Ante sus ojos solo había arena. El único horizonte lo marcaban sus sueños y una fina línea, apenas perceptible, en la que el ocre se convertía en azul, en medio de una nebulosa difusa, producto del calor que empezaba a castigar sus cuerpos y sus pies descalzos. Aunque todos habían iniciado el viaje con rústicos calzados, que habían perdido su forma por el paso de los años en los campos de algodón, pronto decidieron que lo mejor era cargarlos en las mochilas, para otros terrenos más agradecidos, y sacrificar sus pies a la ardiente arena del desierto, pues cada escasos metros se llenaban de arena dificultando el camino.
Los viajeros caminaban separados, distanciándose unos de otros la distancia suficiente como para sentirse solos en aquel viaje, pero no demasiado para de vez en cuando buscar el arropo de sus compañeros de aventura.
Tan solo Fatiha y Mirenne continuaban unidas. Abrazadas pese al sofocante calor del desierto. Unidas para siempre en aquel éxodo.

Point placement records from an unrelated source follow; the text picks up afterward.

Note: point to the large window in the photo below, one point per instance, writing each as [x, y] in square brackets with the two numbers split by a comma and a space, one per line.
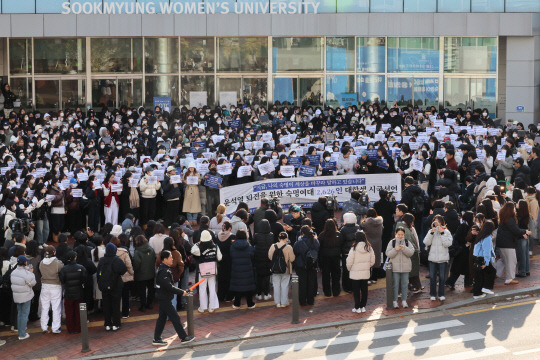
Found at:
[116, 55]
[413, 54]
[340, 54]
[197, 54]
[243, 54]
[59, 56]
[297, 54]
[161, 55]
[371, 55]
[197, 84]
[20, 56]
[470, 55]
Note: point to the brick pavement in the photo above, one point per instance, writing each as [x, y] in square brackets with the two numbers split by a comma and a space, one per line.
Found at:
[137, 331]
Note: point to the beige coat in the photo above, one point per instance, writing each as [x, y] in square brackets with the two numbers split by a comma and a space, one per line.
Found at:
[359, 262]
[192, 201]
[288, 253]
[148, 191]
[124, 256]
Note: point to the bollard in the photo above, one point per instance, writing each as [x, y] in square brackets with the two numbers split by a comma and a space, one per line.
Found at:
[189, 314]
[295, 300]
[84, 328]
[389, 287]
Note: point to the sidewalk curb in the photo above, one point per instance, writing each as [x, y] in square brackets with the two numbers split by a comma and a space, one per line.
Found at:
[502, 296]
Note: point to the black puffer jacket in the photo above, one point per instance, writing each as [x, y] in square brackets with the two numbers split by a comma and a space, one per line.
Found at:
[262, 241]
[73, 276]
[319, 215]
[275, 226]
[508, 234]
[348, 232]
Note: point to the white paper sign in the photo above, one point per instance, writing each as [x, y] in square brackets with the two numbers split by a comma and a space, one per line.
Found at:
[192, 180]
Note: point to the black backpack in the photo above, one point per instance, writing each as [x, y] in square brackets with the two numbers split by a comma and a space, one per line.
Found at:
[279, 265]
[106, 279]
[418, 204]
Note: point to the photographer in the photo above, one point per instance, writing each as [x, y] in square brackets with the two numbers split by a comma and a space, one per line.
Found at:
[266, 204]
[320, 213]
[358, 204]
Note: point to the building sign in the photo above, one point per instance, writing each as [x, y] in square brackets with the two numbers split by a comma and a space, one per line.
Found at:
[157, 7]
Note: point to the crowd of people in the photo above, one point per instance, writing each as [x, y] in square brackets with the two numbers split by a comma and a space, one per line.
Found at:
[138, 191]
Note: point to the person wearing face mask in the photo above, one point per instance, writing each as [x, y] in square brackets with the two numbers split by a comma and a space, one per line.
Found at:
[149, 185]
[74, 215]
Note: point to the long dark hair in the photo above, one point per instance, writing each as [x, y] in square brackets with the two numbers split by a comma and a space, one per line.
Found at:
[487, 230]
[359, 237]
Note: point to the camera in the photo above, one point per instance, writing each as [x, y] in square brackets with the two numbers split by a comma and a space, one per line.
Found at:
[21, 225]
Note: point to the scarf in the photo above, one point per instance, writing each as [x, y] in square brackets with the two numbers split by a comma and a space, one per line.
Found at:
[133, 198]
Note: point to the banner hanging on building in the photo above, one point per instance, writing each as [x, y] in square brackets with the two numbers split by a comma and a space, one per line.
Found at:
[305, 192]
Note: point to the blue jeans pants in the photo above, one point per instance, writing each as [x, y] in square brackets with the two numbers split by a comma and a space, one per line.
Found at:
[23, 310]
[434, 270]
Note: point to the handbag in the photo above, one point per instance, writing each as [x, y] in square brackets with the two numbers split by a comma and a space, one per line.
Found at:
[207, 269]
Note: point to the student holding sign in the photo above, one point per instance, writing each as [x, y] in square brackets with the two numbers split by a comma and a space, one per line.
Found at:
[111, 201]
[192, 201]
[58, 212]
[149, 185]
[74, 215]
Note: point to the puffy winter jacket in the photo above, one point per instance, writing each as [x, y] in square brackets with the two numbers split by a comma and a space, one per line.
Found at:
[439, 244]
[22, 282]
[144, 263]
[401, 259]
[360, 261]
[262, 241]
[242, 277]
[73, 276]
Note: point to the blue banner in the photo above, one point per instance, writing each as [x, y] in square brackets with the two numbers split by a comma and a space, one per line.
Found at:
[295, 161]
[314, 159]
[329, 166]
[235, 124]
[306, 171]
[213, 181]
[163, 102]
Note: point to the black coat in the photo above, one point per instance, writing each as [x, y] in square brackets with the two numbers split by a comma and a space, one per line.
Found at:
[262, 240]
[319, 215]
[508, 234]
[73, 276]
[116, 265]
[242, 276]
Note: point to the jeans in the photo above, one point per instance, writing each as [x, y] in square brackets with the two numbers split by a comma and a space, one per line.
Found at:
[42, 230]
[403, 280]
[23, 310]
[166, 310]
[184, 280]
[281, 288]
[359, 287]
[522, 253]
[434, 269]
[331, 271]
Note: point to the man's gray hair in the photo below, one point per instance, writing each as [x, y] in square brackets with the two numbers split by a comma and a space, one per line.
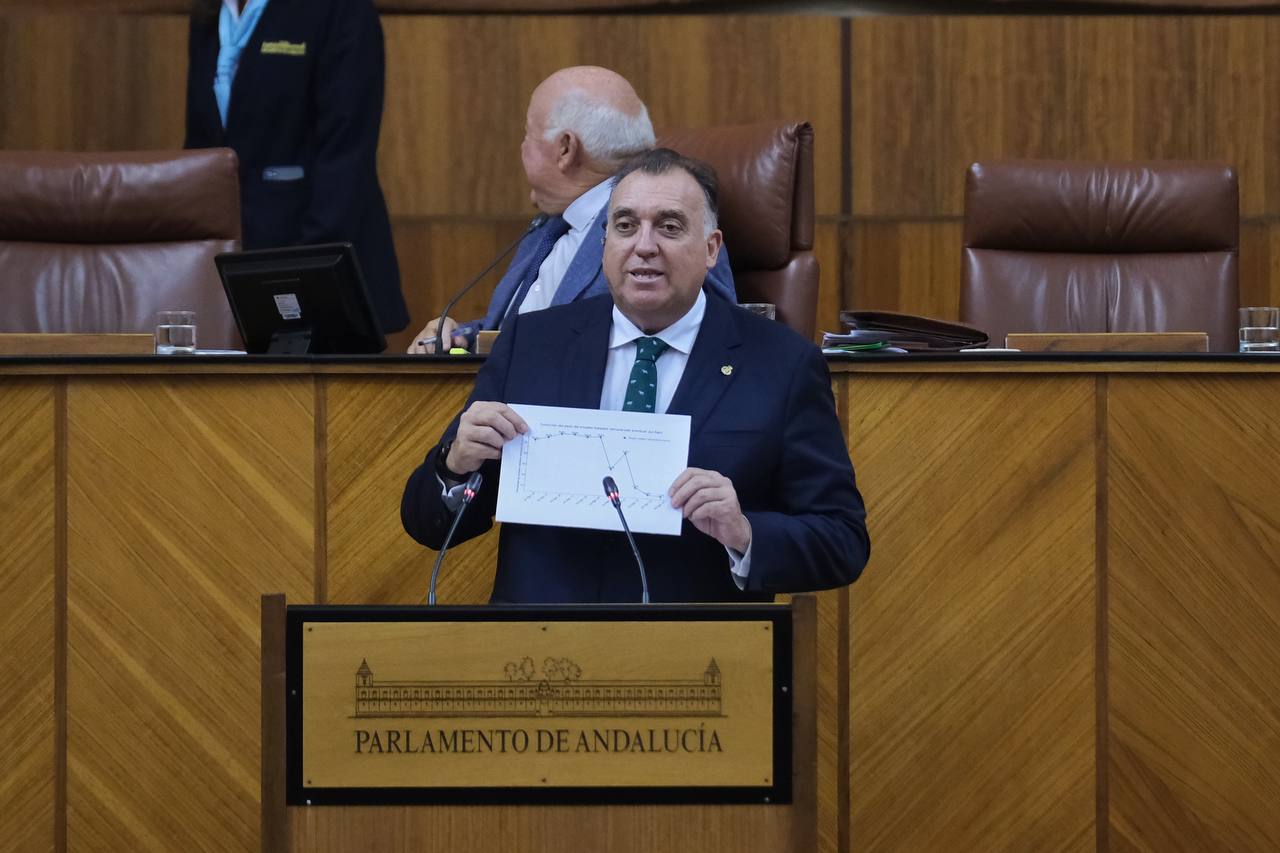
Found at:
[607, 133]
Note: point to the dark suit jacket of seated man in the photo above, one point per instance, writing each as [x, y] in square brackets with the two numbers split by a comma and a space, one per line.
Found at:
[762, 414]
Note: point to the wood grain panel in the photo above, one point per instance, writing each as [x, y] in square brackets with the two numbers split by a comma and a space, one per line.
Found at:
[1194, 600]
[831, 683]
[188, 498]
[419, 7]
[933, 94]
[828, 249]
[92, 82]
[972, 632]
[1260, 263]
[27, 796]
[455, 118]
[379, 430]
[909, 267]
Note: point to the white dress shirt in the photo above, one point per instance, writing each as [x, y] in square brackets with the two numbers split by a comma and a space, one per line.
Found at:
[579, 215]
[680, 337]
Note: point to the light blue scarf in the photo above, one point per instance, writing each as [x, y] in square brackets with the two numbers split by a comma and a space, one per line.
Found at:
[232, 36]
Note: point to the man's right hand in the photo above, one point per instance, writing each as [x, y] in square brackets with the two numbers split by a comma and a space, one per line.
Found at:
[484, 428]
[425, 341]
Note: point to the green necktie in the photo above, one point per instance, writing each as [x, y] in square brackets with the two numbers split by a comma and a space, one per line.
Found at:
[643, 387]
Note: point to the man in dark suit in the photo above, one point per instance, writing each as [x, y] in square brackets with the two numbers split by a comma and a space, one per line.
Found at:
[581, 124]
[304, 113]
[769, 500]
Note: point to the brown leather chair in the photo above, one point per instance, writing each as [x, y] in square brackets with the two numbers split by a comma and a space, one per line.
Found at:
[1061, 246]
[766, 211]
[100, 242]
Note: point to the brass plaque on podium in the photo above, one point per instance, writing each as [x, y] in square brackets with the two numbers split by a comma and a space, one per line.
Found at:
[548, 705]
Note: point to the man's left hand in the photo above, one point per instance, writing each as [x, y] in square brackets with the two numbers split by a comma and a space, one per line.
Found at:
[709, 501]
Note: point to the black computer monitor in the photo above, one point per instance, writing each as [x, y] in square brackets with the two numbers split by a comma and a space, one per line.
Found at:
[300, 300]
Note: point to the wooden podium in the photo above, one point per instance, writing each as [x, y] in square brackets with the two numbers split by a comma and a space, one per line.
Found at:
[529, 729]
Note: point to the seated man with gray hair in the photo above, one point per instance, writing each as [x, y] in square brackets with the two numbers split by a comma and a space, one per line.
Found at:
[583, 124]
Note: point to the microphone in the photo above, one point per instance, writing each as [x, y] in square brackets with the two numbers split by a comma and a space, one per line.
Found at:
[469, 493]
[611, 491]
[440, 343]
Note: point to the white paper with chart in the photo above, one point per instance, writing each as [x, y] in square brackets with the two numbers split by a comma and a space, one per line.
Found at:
[553, 474]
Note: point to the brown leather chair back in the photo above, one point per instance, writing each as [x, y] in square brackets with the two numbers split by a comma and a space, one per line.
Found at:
[766, 211]
[100, 242]
[1061, 246]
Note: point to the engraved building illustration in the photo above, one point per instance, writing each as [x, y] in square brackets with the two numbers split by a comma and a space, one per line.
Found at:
[558, 693]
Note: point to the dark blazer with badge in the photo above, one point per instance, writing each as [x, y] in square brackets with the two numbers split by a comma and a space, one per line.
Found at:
[304, 118]
[762, 414]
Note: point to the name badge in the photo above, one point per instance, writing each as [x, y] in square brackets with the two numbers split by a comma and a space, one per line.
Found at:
[286, 48]
[283, 173]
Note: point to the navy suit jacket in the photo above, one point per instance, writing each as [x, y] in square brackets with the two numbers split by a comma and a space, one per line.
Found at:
[320, 110]
[583, 279]
[768, 424]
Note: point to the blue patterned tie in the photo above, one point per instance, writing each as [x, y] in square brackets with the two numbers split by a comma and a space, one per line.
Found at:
[643, 387]
[548, 235]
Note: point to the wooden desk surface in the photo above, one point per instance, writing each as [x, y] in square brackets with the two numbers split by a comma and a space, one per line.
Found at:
[1065, 637]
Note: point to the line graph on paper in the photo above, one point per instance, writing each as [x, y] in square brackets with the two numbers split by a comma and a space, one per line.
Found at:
[581, 483]
[553, 474]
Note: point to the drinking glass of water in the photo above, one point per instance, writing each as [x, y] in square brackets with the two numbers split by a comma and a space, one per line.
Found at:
[176, 332]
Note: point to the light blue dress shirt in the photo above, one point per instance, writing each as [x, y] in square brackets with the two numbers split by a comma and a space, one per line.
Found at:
[234, 28]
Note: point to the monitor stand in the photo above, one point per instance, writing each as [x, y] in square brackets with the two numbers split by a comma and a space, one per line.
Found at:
[289, 342]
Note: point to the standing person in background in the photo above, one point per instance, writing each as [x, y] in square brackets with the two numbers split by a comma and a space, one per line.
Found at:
[296, 89]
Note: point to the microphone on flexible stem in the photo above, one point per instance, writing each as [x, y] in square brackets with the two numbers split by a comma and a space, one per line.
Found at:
[440, 343]
[611, 491]
[469, 493]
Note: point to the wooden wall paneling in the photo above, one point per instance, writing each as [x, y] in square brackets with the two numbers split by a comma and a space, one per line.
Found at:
[896, 76]
[972, 647]
[379, 430]
[828, 250]
[1194, 612]
[1200, 95]
[904, 265]
[455, 117]
[188, 498]
[1260, 261]
[27, 630]
[832, 682]
[933, 94]
[76, 81]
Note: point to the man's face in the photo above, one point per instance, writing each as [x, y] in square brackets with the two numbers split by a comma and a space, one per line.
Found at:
[656, 251]
[540, 158]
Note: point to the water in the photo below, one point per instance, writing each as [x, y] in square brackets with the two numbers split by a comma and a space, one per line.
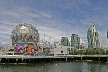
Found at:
[56, 67]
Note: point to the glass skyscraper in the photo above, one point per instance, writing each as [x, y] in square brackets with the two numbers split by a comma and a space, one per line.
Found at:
[75, 41]
[65, 41]
[93, 38]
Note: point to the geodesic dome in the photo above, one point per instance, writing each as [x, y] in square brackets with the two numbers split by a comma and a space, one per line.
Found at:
[25, 33]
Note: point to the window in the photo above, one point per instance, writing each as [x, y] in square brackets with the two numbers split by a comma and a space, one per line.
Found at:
[61, 51]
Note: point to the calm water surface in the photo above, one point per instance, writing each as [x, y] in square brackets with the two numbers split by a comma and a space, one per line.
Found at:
[56, 67]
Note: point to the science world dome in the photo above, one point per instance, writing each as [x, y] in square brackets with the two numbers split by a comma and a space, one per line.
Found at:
[25, 33]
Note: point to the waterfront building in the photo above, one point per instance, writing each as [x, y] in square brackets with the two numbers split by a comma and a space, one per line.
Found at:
[75, 41]
[25, 38]
[61, 50]
[93, 38]
[24, 33]
[56, 43]
[65, 41]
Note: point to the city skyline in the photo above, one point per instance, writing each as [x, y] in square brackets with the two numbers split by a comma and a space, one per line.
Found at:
[54, 18]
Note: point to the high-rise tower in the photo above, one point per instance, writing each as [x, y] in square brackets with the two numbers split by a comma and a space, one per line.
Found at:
[64, 41]
[93, 38]
[75, 41]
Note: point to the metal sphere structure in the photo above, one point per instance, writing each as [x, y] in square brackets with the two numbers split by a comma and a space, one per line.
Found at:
[25, 33]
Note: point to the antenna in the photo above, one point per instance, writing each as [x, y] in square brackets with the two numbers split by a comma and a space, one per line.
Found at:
[44, 37]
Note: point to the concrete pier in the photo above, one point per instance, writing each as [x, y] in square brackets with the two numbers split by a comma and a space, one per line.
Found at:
[37, 59]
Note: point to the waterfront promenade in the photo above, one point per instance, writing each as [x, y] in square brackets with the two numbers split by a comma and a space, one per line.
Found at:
[36, 59]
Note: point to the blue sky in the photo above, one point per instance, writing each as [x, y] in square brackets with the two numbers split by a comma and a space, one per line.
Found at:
[54, 18]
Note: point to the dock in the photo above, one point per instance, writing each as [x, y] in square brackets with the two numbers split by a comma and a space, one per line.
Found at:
[39, 59]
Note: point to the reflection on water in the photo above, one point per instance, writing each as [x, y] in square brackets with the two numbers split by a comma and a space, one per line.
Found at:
[56, 67]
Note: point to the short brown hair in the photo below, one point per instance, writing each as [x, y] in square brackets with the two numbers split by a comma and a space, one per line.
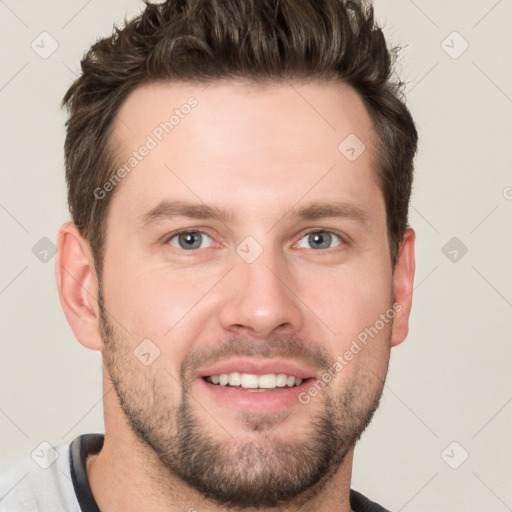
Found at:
[257, 40]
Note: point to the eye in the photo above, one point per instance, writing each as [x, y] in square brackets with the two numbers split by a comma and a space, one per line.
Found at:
[321, 240]
[188, 240]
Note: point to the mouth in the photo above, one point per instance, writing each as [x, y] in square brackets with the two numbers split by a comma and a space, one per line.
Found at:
[255, 383]
[255, 386]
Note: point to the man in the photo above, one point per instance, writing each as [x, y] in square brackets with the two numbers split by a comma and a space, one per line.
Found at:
[239, 176]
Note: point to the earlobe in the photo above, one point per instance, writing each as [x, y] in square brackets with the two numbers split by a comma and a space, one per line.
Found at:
[78, 286]
[403, 282]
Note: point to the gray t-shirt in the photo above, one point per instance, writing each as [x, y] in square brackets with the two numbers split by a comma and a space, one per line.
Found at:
[55, 480]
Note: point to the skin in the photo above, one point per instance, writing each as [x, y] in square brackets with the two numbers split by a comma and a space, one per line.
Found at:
[258, 152]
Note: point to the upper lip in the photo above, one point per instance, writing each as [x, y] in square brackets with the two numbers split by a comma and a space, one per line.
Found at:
[258, 367]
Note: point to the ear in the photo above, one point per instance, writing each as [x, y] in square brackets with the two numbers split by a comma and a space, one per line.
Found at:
[77, 284]
[403, 281]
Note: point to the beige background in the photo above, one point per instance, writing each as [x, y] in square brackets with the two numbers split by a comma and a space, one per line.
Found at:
[451, 381]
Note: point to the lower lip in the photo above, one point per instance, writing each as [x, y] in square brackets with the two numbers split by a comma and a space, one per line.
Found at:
[255, 401]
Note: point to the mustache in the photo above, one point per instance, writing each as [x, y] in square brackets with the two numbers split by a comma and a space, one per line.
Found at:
[286, 347]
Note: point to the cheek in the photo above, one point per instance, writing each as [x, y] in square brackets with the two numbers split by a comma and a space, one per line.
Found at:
[347, 300]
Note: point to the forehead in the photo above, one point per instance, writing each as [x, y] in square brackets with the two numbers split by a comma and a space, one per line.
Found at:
[254, 148]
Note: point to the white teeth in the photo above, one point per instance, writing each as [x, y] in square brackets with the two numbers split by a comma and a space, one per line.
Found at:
[281, 379]
[234, 379]
[252, 381]
[268, 381]
[249, 381]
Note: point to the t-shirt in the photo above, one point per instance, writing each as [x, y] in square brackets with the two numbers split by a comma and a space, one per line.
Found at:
[55, 480]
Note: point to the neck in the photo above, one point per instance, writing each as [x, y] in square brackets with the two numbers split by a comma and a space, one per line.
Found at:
[127, 476]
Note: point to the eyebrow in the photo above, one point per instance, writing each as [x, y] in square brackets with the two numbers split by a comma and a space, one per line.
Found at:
[167, 210]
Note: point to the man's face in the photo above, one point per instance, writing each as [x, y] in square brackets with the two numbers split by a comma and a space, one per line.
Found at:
[262, 291]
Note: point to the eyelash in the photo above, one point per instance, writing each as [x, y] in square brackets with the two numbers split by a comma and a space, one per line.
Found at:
[167, 239]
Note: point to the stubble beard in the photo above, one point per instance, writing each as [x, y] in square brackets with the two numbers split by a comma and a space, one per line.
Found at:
[237, 473]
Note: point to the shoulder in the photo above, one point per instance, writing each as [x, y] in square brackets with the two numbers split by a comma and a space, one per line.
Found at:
[39, 481]
[360, 503]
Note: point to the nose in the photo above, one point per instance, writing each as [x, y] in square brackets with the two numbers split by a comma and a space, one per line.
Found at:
[259, 298]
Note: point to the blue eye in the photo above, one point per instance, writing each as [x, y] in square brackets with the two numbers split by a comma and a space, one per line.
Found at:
[188, 240]
[321, 239]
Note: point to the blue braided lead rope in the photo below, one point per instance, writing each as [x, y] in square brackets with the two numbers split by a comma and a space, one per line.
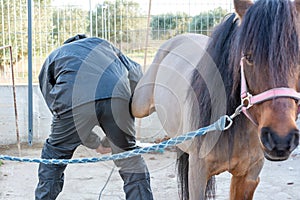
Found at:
[218, 125]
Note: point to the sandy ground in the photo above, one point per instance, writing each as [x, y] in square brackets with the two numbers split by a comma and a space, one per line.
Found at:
[279, 180]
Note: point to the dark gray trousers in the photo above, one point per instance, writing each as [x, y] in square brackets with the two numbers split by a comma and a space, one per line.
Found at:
[73, 128]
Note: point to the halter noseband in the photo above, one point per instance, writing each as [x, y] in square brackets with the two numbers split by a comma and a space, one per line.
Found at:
[248, 100]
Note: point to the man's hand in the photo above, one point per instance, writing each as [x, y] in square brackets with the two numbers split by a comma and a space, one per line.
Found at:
[103, 150]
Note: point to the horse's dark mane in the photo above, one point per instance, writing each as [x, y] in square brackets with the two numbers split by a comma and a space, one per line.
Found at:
[268, 32]
[218, 49]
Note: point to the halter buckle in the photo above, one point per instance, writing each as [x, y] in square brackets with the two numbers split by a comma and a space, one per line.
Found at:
[246, 101]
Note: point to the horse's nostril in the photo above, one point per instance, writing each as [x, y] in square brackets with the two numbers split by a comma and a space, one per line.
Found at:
[266, 138]
[294, 140]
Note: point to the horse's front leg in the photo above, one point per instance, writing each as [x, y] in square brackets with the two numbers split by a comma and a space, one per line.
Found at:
[197, 178]
[243, 186]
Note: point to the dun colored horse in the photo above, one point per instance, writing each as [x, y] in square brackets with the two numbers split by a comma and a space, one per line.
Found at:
[250, 64]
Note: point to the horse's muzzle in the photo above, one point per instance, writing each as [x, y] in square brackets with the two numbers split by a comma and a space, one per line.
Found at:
[278, 148]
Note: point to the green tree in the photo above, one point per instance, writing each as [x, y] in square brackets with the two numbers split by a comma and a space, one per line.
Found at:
[205, 21]
[67, 23]
[13, 28]
[115, 21]
[168, 25]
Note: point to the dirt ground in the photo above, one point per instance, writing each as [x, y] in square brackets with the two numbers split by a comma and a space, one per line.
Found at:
[279, 180]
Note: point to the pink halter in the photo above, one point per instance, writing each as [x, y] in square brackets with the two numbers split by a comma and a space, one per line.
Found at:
[248, 100]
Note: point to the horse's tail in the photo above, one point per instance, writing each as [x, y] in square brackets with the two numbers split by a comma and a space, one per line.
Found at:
[182, 171]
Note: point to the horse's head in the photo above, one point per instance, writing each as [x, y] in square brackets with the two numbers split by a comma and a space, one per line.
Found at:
[267, 49]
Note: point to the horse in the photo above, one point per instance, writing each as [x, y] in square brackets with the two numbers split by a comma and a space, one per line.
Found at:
[247, 69]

De pronto Fatiha cayó al suelo. Agotada. Llevaba horas sin probar una gota de agua y sus piernas fallaron cayendo sobre la arena. Mirenne sacó rápidamente la pequeña cantimplora en la que llevaban la porción individual de agua que le correspondía cada día y le dio a beber un trago, breve pero suficiente para reanimarla. Mojó una manga y con ella empapó ligeramente el abultado y ardiente vientre de Fatiha, buscando refrescar a un bebé que antes de nacer ya había iniciado el viaje más duro imaginable. Con una manta cubrió a su compañera resguardándola del sol, se acurrucó junto a ella y, mientras el resto de viajeros se perdía en el horizonte, esperó a que llegara la noche para seguir el viaje.